A Semana de Alta-Costura de Paris 2026, que começou oficialmente no final de janeiro em diversos palcos emblemáticos da capital francesa, veio com força total, reunindo grandes nomes da moda e apresentando visões criativas que refletem tanto tradição quanto novos caminhos da alta costura.
A abertura com Schiaparelli e o surrealismo teatral
Como de costume, a temporada foi inaugurada com o impacto visual da Schiaparelli de Daniel Roseberry, cuja coleção explorou o surrealismo e a relação entre arte, natureza e fantasia. Peças exuberantes: muitas com plumas, formas escultóricas e detalhes que brincam com a ideia de criatura fantástica, capturaram a atenção e marcaram a alta costura como espetáculo narrativo mais do que apenas visual.

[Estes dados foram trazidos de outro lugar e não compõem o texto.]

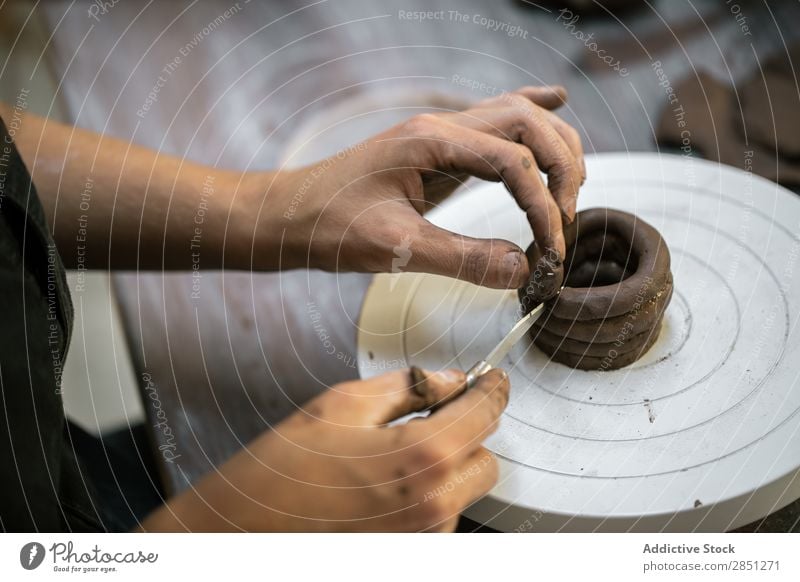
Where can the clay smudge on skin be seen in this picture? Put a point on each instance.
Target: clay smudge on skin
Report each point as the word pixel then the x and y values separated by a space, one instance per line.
pixel 546 279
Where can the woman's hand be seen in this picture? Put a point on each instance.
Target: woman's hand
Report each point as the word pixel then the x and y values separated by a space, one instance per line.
pixel 353 211
pixel 335 465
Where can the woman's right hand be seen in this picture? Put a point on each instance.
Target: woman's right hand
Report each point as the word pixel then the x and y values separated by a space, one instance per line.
pixel 335 465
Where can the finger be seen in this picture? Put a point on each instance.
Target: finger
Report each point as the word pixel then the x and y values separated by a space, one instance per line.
pixel 449 147
pixel 494 263
pixel 468 482
pixel 533 127
pixel 385 398
pixel 547 96
pixel 461 426
pixel 478 474
pixel 571 137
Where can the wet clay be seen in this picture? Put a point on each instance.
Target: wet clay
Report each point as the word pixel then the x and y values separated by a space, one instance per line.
pixel 617 285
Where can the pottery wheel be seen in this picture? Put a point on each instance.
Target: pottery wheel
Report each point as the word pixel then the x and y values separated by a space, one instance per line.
pixel 703 432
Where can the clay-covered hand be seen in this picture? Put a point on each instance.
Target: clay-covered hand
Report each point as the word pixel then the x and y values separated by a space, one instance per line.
pixel 335 465
pixel 362 210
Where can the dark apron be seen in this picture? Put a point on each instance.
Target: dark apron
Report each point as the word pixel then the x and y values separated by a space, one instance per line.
pixel 43 486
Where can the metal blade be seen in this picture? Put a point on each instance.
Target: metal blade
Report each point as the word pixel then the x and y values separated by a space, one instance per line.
pixel 522 327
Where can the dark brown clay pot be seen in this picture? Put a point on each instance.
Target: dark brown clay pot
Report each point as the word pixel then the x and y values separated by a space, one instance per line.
pixel 616 288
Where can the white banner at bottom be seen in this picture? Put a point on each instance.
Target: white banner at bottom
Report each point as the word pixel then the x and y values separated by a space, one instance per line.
pixel 389 557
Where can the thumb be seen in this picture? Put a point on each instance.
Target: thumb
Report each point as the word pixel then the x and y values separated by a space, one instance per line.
pixel 494 263
pixel 384 398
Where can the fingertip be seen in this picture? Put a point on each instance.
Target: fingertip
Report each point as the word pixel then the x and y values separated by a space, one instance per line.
pixel 495 380
pixel 514 270
pixel 561 91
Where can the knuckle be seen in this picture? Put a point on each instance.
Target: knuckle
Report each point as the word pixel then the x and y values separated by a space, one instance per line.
pixel 420 125
pixel 475 265
pixel 574 137
pixel 519 101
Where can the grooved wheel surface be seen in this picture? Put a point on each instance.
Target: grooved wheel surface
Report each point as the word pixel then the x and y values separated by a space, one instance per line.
pixel 703 432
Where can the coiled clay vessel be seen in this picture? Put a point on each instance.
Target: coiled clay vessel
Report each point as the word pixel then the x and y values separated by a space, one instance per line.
pixel 617 285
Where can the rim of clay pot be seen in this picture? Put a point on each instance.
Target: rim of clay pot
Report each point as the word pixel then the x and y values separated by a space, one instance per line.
pixel 648 251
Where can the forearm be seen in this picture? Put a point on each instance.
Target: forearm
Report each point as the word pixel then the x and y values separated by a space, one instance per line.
pixel 113 204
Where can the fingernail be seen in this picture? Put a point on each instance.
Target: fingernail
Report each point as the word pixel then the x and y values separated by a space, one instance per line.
pixel 510 266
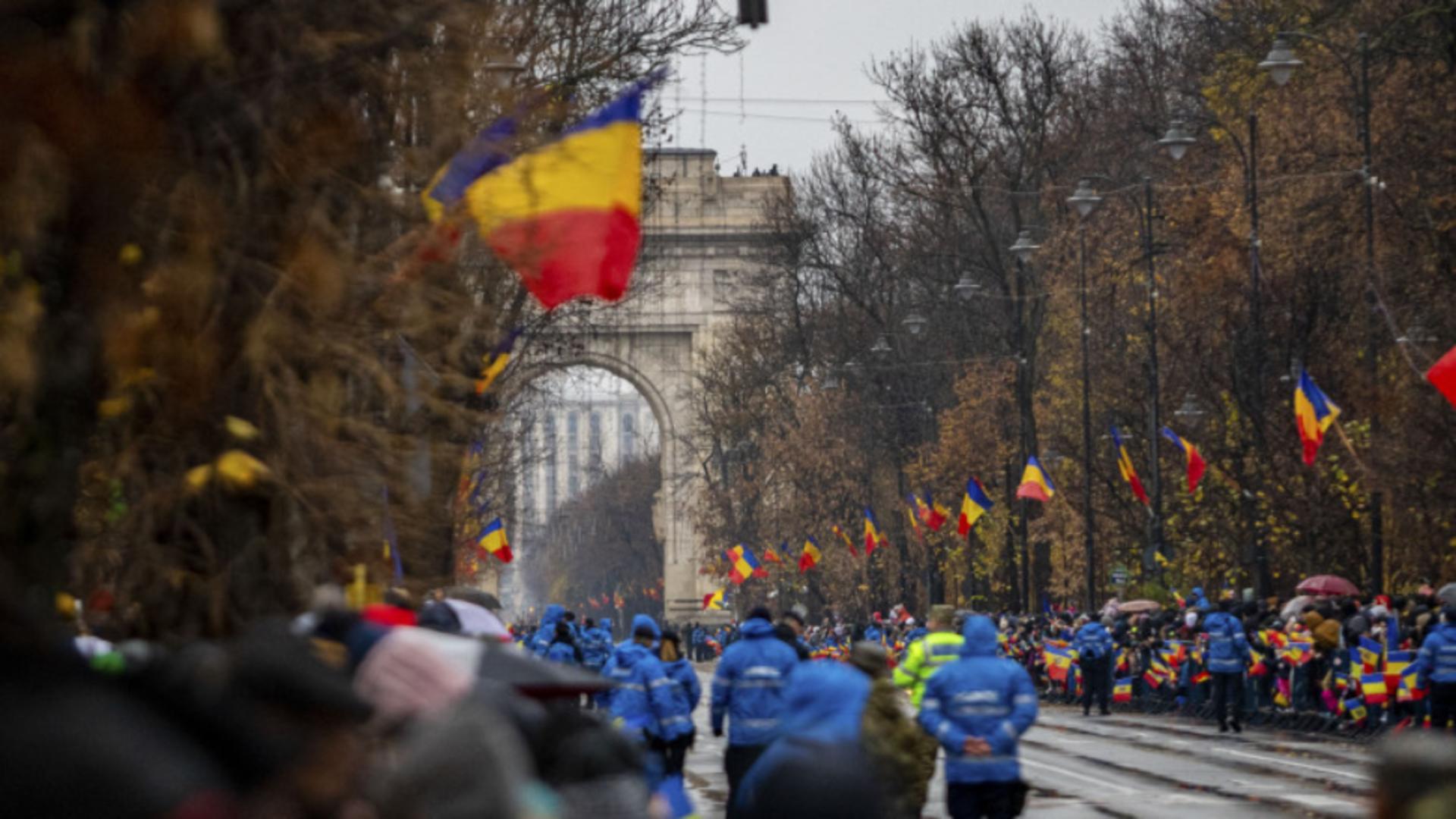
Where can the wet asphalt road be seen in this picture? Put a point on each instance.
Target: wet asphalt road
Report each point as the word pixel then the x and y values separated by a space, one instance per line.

Dior estreia sob nova direção com um poema floral
Outro dos grandes destaques dos primeiros dias foi a coleção de estreia de Jonathan Anderson na Dior, apresentada no Musée Rodin. Inspirado pela natureza e pelo legado da maison, Anderson trouxe uma leitura delicada e poética para a alta costura, com flores tridimensionais, silhuetas fluidas e uma sensação orgânica que transpareceu em vestidos elaborados e detalhes têxteis que evocam botânica e movimento.
Outras vozes criativas e narrativas diversas
Além disso, outras maisons como Georges Hobeika, Rahul Mishra e Julie de Libran também marcaram presença com abordagens distintas. Hobeika celebrou o luxo ornamentado e texturas ricas, enquanto Mishra explorou temas elementares, como terra, ar e água, traduzidos por meio de bordados minuciosos e volumes que evocam forças naturais. Julie de Libran, por sua vez, destacou uma elegância mais íntima e emocional, com silhuetas fluidas e paletas sutis que colocaram em foco a relação entre quem veste e a roupa em si.
Uma alta costura que une tradição e inovação
Os primeiros dias da Paris Haute Couture Week 2026 mostraram que a alta costura continua a ser um espaço de imaginação poderosa, artesanato excepcional e linguagem estética refinada. Ao mesmo tempo em que reverencia a tradição de técnicas ancestrais, a semana deste ano abraça a experimentação de formas, temas naturais e narrativas profundamente pessoais dos criadores.
Paris reafirmou, assim, seu papel como centro global do luxo e da criação: onde cada coleção traduz um novo capítulo da moda como arte, poesia visual e emoção pura.